Are there any options for crossover design software that gives design iterations/optimization like Soundeasy but is less expensive and/or more intuitive?

Thanks,

George


----------



## fusseli (May 1, 2007)

All I know that's free, and very technically accurate, is passive crossover designer (PCD). It was ported to a windows app a while back so it no longer requires Excel to run. There's nothing automatic about the process of using it, though...

If you are starting a new speaker build and are not in a hurry, I could help walk you through using it.


----------



## GeorgeG (May 10, 2017)

fusseli said:


> All I know that's free, and very technically accurate, is passive crossover designer (PCD). It was ported to a windows app a while back so it no longer requires Excel to run. There's nothing automatic about the process of using it, though...
> 
> If you are starting a new speaker build and are not in a hurry, I could help walk you through using it.

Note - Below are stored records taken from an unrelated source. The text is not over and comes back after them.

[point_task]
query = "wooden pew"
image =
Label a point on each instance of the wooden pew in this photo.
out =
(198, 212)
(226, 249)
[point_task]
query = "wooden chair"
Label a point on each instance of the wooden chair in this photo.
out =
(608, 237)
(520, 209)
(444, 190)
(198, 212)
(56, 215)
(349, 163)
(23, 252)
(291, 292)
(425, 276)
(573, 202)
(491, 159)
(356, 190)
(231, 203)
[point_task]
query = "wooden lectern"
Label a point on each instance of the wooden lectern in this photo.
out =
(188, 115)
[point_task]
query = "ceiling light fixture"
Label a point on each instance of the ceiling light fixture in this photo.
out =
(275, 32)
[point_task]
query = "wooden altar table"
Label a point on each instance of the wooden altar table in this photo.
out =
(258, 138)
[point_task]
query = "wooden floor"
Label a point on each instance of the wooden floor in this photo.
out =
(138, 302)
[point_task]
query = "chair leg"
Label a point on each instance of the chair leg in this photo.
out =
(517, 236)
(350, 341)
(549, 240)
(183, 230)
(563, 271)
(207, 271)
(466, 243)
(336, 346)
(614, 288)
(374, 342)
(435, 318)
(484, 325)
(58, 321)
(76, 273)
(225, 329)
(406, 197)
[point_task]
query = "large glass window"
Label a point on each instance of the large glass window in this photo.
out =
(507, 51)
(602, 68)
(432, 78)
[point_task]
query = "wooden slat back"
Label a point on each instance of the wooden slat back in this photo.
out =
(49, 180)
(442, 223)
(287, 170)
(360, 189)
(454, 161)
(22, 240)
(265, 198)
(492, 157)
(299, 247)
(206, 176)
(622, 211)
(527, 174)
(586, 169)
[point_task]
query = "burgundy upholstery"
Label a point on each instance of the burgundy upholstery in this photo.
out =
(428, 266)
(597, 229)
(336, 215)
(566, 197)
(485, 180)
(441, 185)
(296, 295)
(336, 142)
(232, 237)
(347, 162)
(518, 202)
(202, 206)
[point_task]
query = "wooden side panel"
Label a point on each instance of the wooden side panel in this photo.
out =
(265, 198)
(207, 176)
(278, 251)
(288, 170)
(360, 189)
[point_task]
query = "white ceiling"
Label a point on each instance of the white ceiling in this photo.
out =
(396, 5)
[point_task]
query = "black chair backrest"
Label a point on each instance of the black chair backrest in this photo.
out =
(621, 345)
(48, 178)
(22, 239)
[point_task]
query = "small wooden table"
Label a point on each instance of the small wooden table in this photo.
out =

Thanks. It looks like that's the tool that was originally done by Jeff Bagby which seems to be held in high regard. In this software does it provide any topology/circuit suggestions or does it just calculate the effect of the circuit and values that you select on your own? If the latter, what resource do you use to decide on the xover order and values?

Thanks,

George


----------



## fusseli (May 1, 2007)

There is nothing automatic, and it doesn't suggest anything. All it does it calculate the effects of the circuit you choose to add. It's not the easiest to pick up and learn but it's very accurate when used correctly.

I am working on a speaker building write-up that might help you, maybe I will post that sooner than later.


----------



## Demitryk (Apr 23, 2013)

HT Audio's X-over Pro


----------